Member of the Mississippi Senate from the 11th district
- In office January 1964 – January 1968
- Preceded by: Frank D. Barlow

Personal details
- Born: August 7, 1913 Jonestown, Mississippi, U.S.
- Died: September 4, 2004 (aged 91) Jackson, Mississippi, U.S.
- Party: Republican
- Nickname: Bushie

Military service
- Allegiance: United States
- Branch/service: Army
- Rank: Captain

= Seelig Wise =

American politician (1913–2004)

Seelig Bartell "Bushie" Wise (August 7, 1913 – September 4, 2004) was a Republican member of the Mississippi State Senate, representing the 11th district (Coahoma County), from 1964 to 1968. He was the first Republican Mississippi state senator since Reconstruction.

== Biography ==
Seelig Bartell Wise was born on August 7, 1913, in Jonestown, Mississippi. He received a B. S. degree in agriculture from Mississippi State University.
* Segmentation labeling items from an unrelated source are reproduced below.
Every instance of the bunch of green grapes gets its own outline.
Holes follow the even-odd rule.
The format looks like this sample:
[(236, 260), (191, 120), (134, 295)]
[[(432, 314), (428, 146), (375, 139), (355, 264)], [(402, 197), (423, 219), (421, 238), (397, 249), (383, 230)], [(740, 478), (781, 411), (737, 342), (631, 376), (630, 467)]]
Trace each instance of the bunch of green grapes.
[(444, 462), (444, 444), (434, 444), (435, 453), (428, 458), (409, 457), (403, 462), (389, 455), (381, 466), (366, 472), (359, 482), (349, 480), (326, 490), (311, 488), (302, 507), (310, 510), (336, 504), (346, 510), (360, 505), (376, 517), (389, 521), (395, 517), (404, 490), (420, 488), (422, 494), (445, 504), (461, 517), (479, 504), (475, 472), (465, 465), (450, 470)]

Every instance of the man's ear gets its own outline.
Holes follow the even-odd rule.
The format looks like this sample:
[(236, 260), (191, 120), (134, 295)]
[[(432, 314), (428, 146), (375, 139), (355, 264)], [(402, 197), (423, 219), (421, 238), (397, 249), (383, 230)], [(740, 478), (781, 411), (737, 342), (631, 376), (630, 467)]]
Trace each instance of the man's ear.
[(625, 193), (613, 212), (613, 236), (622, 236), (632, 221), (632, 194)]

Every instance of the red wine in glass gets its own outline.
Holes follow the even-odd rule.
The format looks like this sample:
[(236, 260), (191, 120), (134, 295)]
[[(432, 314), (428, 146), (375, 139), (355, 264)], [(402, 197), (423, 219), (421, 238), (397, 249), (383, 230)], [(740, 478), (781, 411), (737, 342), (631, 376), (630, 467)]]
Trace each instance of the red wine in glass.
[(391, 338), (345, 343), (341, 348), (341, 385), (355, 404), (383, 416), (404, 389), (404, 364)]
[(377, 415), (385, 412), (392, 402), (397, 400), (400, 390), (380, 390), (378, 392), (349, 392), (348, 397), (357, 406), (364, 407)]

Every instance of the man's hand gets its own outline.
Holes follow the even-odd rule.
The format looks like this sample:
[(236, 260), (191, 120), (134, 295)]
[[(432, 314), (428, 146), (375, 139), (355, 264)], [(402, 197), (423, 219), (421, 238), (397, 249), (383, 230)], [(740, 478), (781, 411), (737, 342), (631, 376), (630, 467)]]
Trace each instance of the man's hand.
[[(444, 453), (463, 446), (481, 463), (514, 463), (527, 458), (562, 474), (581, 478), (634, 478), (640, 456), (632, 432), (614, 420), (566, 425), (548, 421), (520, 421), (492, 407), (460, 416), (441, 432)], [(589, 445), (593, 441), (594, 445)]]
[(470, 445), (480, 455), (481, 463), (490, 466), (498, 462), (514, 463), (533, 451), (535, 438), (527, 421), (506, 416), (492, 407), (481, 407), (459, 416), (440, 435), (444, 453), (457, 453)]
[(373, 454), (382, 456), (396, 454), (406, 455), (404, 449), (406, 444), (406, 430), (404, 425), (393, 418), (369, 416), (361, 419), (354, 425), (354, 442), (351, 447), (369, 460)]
He then became a cotton farmer in Coahoma County. He became a Captain in the U. S. Army. In 1964, he became the first Republican Mississippi state senator since Reconstruction when he was elected to represent the state's 11th senatorial district, which consisted of Coahoma County. He died on September 4, 2004, in Jackson, Mississippi.